Im Fernsehen und im Radio gibt es ja spezielle Sendungen für Behinderte. Aber das
meinetwegen Beiträge, die da gezeigt werden, einfach in ganz normalen Magazinen
auch gezeigt werden. Oder dass es Moderatoren gibt, wo man mal sieht, dass die
vielleicht auch eine Beeinträchtigung haben, gibt es ja nicht. Dass immer da schöne,
schmucke, hübsche Menschen gezeigt werden, also das Idealbild, und die anderen gibt
es eben eigentlich nicht, weil die will man nicht sehen. Und das ist eben ein Punkt, ja da
gibt es noch verdammt viel zu tun.
Natalie Putsche:
Ich fand's schon ganz, mal irgendwie speziell, dass es mal, ich glaube, ein
Kommissarenpaar gab, wo der eine einarmig war. Das fand ich schon fast auffällig, weil
das eben so selten vorkommt, dass solche Figuren auch geschaffen werden.
Phil Hubbe:
Ich fand das damals gut, obwohl dann gleich sich welche aufregten, dass das ein
Schauspieler gemacht hat , der nicht betroffen ist. Also das ärgert mich dann auch
wieder, also dafür ist er Schauspieler, dass er einen Behinderten spielt. Da muss ich
jetzt nicht einen Behinderten extra nehmen, also dafür ist er Schauspieler. Also die
Diskussion ärgert mich auch so ein bisschen. Weil das kenne ich von Betroffenen, die
dann sagen: Warum macht das nicht ein Betroffener? Von der Sache her ist da noch
eine Menge zu tun, aber das waren so Ansätze, wo es nicht schlecht war, wo es schon
mal funktioniert hat.
Natalie Putsche:
Haben Sie gerade eine neue Idee, die Ihnen im Kopf rumschwirrt für einen Cartoon?
Phil Hubbe:
Es war vorhin eine Meldung im Internet, dass, in Amerika glaube ich, ein Gehörloser
erschossen wurde, bei einer Autostreife.
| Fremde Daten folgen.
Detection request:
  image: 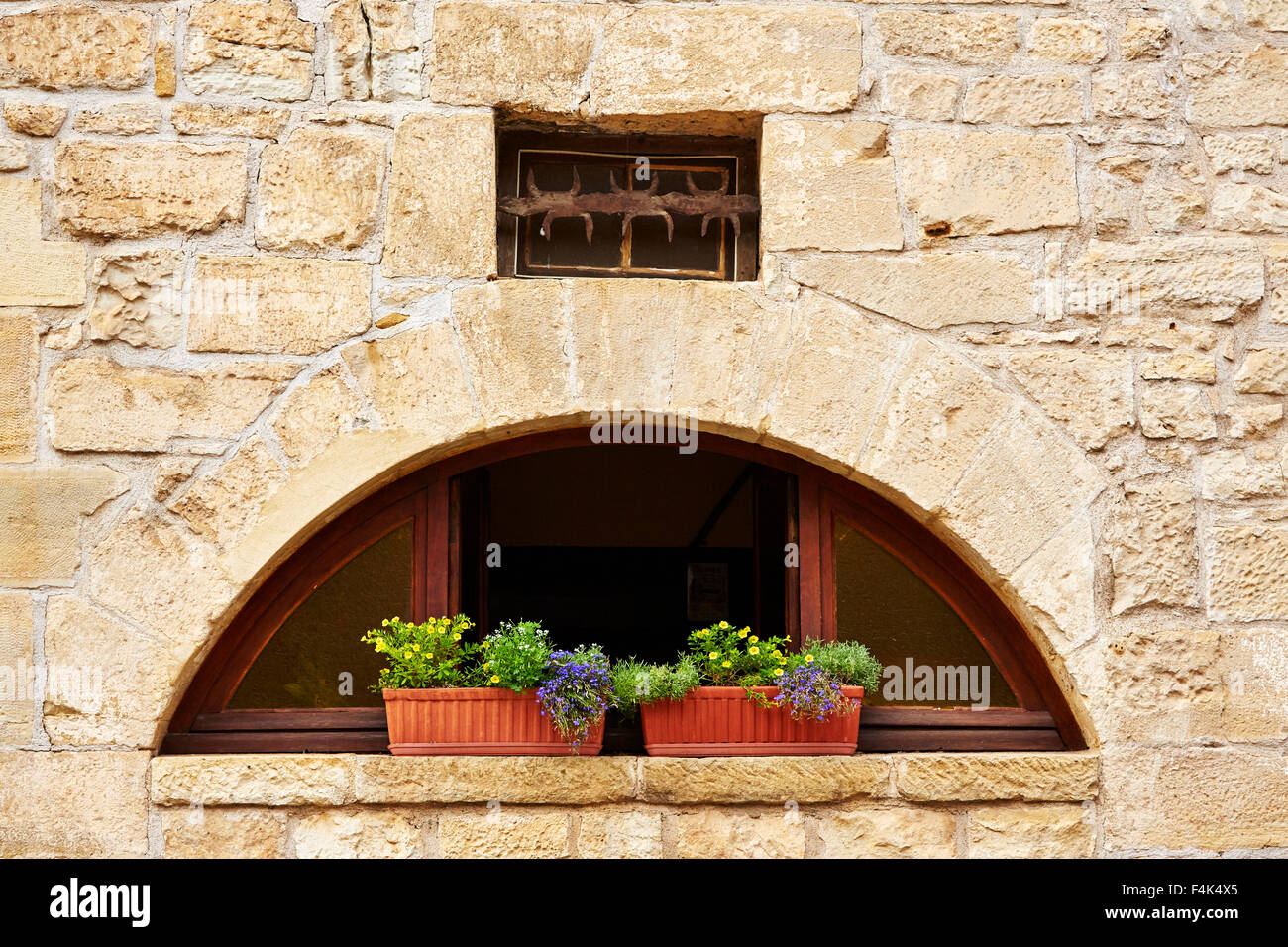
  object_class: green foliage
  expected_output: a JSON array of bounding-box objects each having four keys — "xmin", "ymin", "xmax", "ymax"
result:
[
  {"xmin": 690, "ymin": 621, "xmax": 789, "ymax": 686},
  {"xmin": 362, "ymin": 614, "xmax": 480, "ymax": 693},
  {"xmin": 478, "ymin": 621, "xmax": 551, "ymax": 691},
  {"xmin": 799, "ymin": 640, "xmax": 883, "ymax": 694}
]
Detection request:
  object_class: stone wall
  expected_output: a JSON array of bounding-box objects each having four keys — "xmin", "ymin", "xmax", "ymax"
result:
[{"xmin": 0, "ymin": 0, "xmax": 1288, "ymax": 856}]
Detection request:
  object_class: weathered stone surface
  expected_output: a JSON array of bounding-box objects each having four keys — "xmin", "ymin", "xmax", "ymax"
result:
[
  {"xmin": 255, "ymin": 128, "xmax": 385, "ymax": 250},
  {"xmin": 594, "ymin": 4, "xmax": 880, "ymax": 115},
  {"xmin": 48, "ymin": 357, "xmax": 299, "ymax": 453},
  {"xmin": 873, "ymin": 10, "xmax": 1019, "ymax": 63},
  {"xmin": 161, "ymin": 806, "xmax": 286, "ymax": 858},
  {"xmin": 638, "ymin": 754, "xmax": 890, "ymax": 805},
  {"xmin": 1205, "ymin": 514, "xmax": 1288, "ymax": 621},
  {"xmin": 54, "ymin": 141, "xmax": 246, "ymax": 237},
  {"xmin": 671, "ymin": 808, "xmax": 805, "ymax": 858},
  {"xmin": 150, "ymin": 754, "xmax": 355, "ymax": 805},
  {"xmin": 859, "ymin": 339, "xmax": 1015, "ymax": 510},
  {"xmin": 4, "ymin": 100, "xmax": 67, "ymax": 138},
  {"xmin": 963, "ymin": 72, "xmax": 1083, "ymax": 125},
  {"xmin": 966, "ymin": 804, "xmax": 1096, "ymax": 858},
  {"xmin": 818, "ymin": 806, "xmax": 957, "ymax": 858},
  {"xmin": 1102, "ymin": 747, "xmax": 1288, "ymax": 853},
  {"xmin": 1108, "ymin": 480, "xmax": 1198, "ymax": 614},
  {"xmin": 897, "ymin": 129, "xmax": 1078, "ymax": 236},
  {"xmin": 72, "ymin": 102, "xmax": 161, "ymax": 136},
  {"xmin": 429, "ymin": 3, "xmax": 597, "ymax": 112},
  {"xmin": 170, "ymin": 102, "xmax": 291, "ymax": 138},
  {"xmin": 896, "ymin": 751, "xmax": 1100, "ymax": 802},
  {"xmin": 188, "ymin": 257, "xmax": 371, "ymax": 355},
  {"xmin": 438, "ymin": 806, "xmax": 570, "ymax": 858},
  {"xmin": 89, "ymin": 250, "xmax": 183, "ymax": 348},
  {"xmin": 1182, "ymin": 47, "xmax": 1288, "ymax": 125},
  {"xmin": 381, "ymin": 112, "xmax": 491, "ymax": 278},
  {"xmin": 760, "ymin": 117, "xmax": 903, "ymax": 250},
  {"xmin": 295, "ymin": 809, "xmax": 421, "ymax": 858},
  {"xmin": 0, "ymin": 4, "xmax": 152, "ymax": 89},
  {"xmin": 0, "ymin": 467, "xmax": 128, "ymax": 588},
  {"xmin": 183, "ymin": 0, "xmax": 313, "ymax": 100},
  {"xmin": 884, "ymin": 69, "xmax": 962, "ymax": 121},
  {"xmin": 0, "ymin": 591, "xmax": 36, "ymax": 746},
  {"xmin": 1029, "ymin": 17, "xmax": 1109, "ymax": 63},
  {"xmin": 0, "ymin": 316, "xmax": 40, "ymax": 463},
  {"xmin": 1006, "ymin": 349, "xmax": 1134, "ymax": 450},
  {"xmin": 0, "ymin": 750, "xmax": 149, "ymax": 858},
  {"xmin": 357, "ymin": 756, "xmax": 635, "ymax": 805},
  {"xmin": 793, "ymin": 250, "xmax": 1035, "ymax": 329},
  {"xmin": 1091, "ymin": 69, "xmax": 1172, "ymax": 119},
  {"xmin": 944, "ymin": 412, "xmax": 1104, "ymax": 575},
  {"xmin": 0, "ymin": 179, "xmax": 85, "ymax": 307},
  {"xmin": 1203, "ymin": 132, "xmax": 1275, "ymax": 174}
]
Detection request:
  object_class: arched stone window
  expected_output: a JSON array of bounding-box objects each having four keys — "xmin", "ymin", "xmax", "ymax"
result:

Da kam mir der Gedanke, das klingt ein
bisschen makaber, der hat denn Schuss nicht kommen hören. Das habe ich dann so mir
aufgeschrieben und versuche vielleicht was draus zu machen jetzt. Also es ist eine reale
Meldung, das ist schon sehr makaber diese Angelegenheit, aber trotzdem, weil die so
abstrus klingt oder zumindest eine Vorlage ist, die lässt man nicht einfach liegen, die
muss man irgendwie umsetzen und verarbeiten.
Natalie Putsche:
Okay, Phil Hubbe, vielen Dank für das Gespräch und alles Gute.
Phil Hubbe:
Ich danke auch.
Mit Behinderungen ist zu rechnen. Witze über eine Randgruppe und warum sie sich der
Zeichner Phil Hubbe erlauben kann. Das Gespräch führte Natalie Putsche.